Here's the specs: I was handed down an old craftsman mower with a tecumseh engine. the cross-reference model suggests is a TVS-90 (it's an old 143.XXXX, and best i can interpret its probably from the early 80s) and it has a series 9 carburetor (float). 

Here's the story. Last cut of last year, it was working fine. I ran it until it puttered out of gas and drained the oil for winter storage. A few weeks ago i pulled it out for the first cut: put in fresh oil, fresh gas, but no new plug (replaced plug middle last season, and visual inspection was fine).

i pulled the cord, and it had good compression, no pullback but oil blew out of the muffler on the front left of the engine. i tried a few times with the same result. then i checked the carb, and it was slightly gacked (with some residue left in the cup). took the whole carb system apart and cleaned till it was spotless (including cleaning out the little holes on the cup screw), and replaced and started again. it started on the first pull, but this time it was slightly jerky with low rpms.
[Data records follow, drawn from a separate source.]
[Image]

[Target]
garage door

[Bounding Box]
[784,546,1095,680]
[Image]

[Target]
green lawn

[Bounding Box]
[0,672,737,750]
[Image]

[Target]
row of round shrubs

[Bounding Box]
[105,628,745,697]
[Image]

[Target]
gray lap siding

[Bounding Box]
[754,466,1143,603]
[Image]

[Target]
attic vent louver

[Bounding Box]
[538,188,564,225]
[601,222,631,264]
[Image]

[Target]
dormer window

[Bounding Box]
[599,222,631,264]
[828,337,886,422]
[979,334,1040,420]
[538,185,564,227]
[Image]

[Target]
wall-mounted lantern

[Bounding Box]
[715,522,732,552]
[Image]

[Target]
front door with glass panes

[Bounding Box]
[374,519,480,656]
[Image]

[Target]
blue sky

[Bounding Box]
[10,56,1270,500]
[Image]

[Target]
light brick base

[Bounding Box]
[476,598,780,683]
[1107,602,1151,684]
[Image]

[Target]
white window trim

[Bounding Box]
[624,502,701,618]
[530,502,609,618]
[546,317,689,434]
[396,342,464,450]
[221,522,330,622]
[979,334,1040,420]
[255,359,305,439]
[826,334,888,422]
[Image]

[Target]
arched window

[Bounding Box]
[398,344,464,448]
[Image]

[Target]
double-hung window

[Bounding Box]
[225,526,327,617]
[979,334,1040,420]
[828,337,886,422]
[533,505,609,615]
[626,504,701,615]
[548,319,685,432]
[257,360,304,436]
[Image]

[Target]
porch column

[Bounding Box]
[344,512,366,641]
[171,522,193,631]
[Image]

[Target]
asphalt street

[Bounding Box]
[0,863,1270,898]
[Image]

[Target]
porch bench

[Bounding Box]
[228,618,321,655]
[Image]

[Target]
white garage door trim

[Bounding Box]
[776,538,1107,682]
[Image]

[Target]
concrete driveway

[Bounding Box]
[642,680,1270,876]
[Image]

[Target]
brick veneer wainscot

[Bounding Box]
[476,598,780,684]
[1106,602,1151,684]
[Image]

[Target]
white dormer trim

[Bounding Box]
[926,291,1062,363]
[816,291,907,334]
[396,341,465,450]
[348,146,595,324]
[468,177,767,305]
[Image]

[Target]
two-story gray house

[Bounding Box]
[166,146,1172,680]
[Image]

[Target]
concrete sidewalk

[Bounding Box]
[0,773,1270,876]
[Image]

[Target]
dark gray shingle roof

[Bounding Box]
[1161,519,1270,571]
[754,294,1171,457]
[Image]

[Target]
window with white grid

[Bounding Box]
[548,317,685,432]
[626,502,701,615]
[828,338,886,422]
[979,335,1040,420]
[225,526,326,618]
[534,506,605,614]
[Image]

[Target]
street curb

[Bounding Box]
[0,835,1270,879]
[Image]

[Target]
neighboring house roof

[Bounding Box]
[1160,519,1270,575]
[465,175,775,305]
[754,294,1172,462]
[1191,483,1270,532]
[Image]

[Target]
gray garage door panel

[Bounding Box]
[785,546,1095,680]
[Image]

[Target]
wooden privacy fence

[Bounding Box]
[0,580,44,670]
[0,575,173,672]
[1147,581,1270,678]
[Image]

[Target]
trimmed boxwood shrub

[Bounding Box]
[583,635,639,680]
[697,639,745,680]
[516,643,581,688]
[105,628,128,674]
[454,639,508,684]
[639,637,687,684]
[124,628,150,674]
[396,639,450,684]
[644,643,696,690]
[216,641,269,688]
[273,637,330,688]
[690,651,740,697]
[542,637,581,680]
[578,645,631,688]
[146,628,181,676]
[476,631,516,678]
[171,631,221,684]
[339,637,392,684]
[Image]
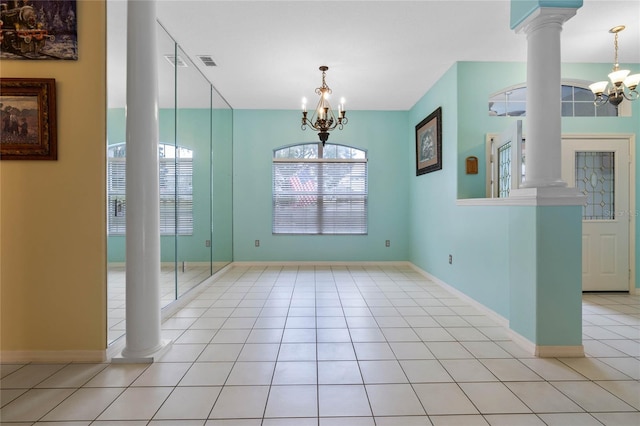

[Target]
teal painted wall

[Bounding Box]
[456,62,640,288]
[233,110,415,261]
[507,206,582,346]
[406,64,509,318]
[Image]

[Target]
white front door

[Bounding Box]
[562,139,632,291]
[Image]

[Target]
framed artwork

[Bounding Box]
[0,78,58,160]
[416,107,442,176]
[0,0,78,60]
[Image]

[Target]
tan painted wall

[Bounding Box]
[0,0,107,361]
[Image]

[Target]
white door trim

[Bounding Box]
[562,133,636,294]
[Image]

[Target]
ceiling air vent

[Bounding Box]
[164,55,188,68]
[198,55,217,67]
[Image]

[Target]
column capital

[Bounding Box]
[513,7,578,34]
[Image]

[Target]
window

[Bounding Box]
[273,143,368,235]
[107,143,193,235]
[489,83,627,117]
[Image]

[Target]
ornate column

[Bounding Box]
[116,0,168,362]
[516,7,576,188]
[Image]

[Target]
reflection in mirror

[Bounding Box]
[107,15,233,344]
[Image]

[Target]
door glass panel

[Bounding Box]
[498,143,511,198]
[576,151,615,220]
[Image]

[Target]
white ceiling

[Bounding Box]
[107,0,640,110]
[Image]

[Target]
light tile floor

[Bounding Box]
[107,262,226,344]
[0,265,640,426]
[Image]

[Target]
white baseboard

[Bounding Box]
[0,350,107,364]
[535,345,584,358]
[231,260,412,267]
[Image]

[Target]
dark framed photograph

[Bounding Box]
[0,0,78,60]
[416,107,442,176]
[0,78,58,160]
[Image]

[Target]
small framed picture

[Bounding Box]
[0,78,58,160]
[416,107,442,176]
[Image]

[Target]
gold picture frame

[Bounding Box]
[416,107,442,176]
[0,78,58,160]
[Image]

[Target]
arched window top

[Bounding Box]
[107,142,193,158]
[489,80,619,117]
[273,142,367,160]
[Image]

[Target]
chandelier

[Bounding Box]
[589,25,640,107]
[301,65,349,146]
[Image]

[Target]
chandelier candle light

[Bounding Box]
[301,65,349,146]
[589,25,640,107]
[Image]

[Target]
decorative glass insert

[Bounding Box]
[576,151,615,220]
[489,84,618,117]
[498,142,511,198]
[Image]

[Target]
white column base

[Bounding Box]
[111,339,173,364]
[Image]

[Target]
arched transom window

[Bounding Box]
[273,143,368,234]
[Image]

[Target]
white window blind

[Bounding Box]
[273,151,368,234]
[107,144,193,235]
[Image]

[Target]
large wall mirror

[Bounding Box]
[106,2,233,344]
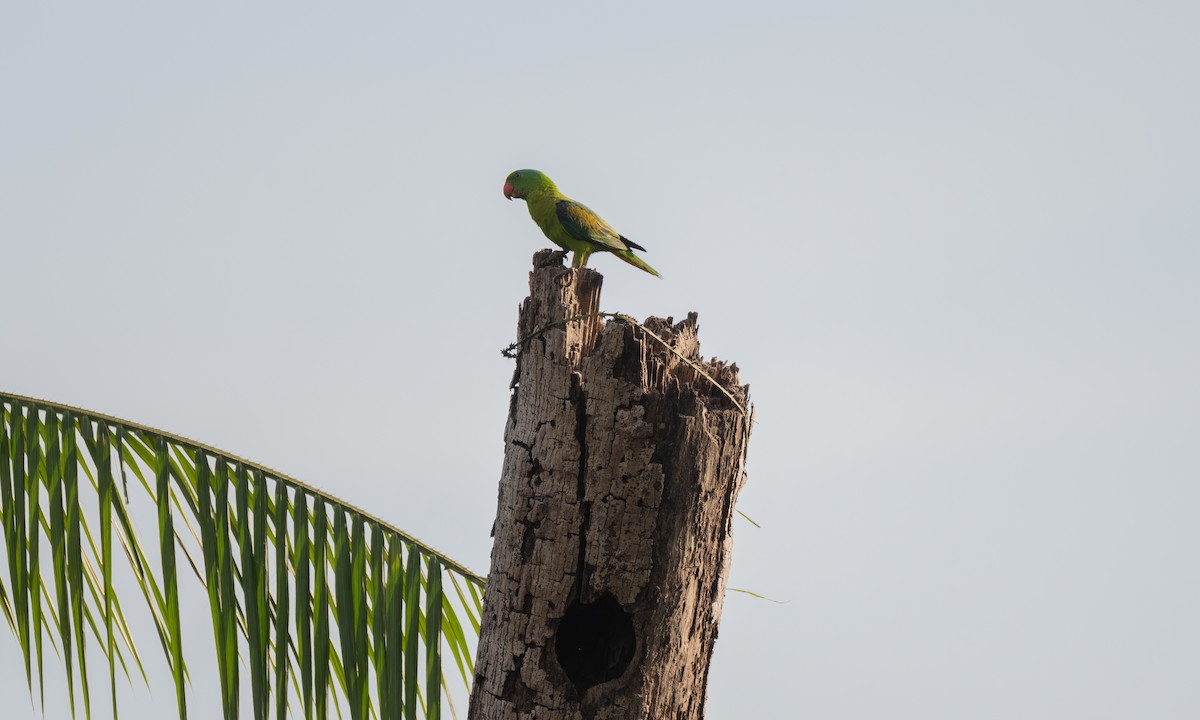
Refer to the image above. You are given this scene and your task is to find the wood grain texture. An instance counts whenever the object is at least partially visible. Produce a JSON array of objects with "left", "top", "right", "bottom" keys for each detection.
[{"left": 469, "top": 251, "right": 750, "bottom": 720}]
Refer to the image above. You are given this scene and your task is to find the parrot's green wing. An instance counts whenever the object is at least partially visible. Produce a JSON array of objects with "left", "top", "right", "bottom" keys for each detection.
[{"left": 554, "top": 200, "right": 646, "bottom": 252}]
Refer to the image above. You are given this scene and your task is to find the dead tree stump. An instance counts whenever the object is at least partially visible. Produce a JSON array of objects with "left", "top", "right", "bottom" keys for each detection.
[{"left": 468, "top": 251, "right": 750, "bottom": 720}]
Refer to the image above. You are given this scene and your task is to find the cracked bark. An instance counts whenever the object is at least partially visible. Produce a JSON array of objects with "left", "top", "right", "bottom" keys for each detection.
[{"left": 468, "top": 251, "right": 750, "bottom": 720}]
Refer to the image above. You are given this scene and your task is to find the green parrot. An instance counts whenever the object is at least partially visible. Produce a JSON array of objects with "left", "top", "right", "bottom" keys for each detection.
[{"left": 504, "top": 170, "right": 662, "bottom": 277}]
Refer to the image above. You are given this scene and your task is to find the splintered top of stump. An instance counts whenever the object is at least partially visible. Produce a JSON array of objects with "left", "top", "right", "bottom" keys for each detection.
[{"left": 518, "top": 250, "right": 749, "bottom": 413}]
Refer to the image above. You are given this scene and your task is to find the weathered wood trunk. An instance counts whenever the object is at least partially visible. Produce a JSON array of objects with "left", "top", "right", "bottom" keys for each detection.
[{"left": 469, "top": 251, "right": 750, "bottom": 720}]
When i manually moved the governor, the rpms increased and the jerk diminished slightly, but wouldn't maintain. 

i decided to take the engine off and inspect the engine. i took pretty much everything apart, stopping with the front cylinder case (pistons looked ok), just to inspect and clean. the blade was bent in the middle, so i bought a new blade. the flywheel key was intact and the crankshaft did not appear to be bent. everything else appeared to be ok, so i rebuilt. new gas and new oil again, and after priming and few tugs it starts but with low rpms. there is still a slight jerk, and it's a little noisy (kind of like a loud chug sound) manual movement of the governer increases rpms but does not maintain.

the only thing i can think of is that i might have messed with the governor spring and stretched when replacing, or that it was just getting old in the first place (or a combination of the two).

sorry to be so long, but wanted to be thorough. any ideas?

thanks very much.
b


----------



## bartleby (May 5, 2009)

well, that was easy enough. governor attachment was in wrong hole.


----------



## light mechanic (Jul 18, 2008)

That's how we are started learning by yourself and had to think it through, sure would have been nice to have the net back then, sounds like you are well on the way of getting your mechanic work done, glad for you, have fun and learn at the same time, Light Mechanic


----------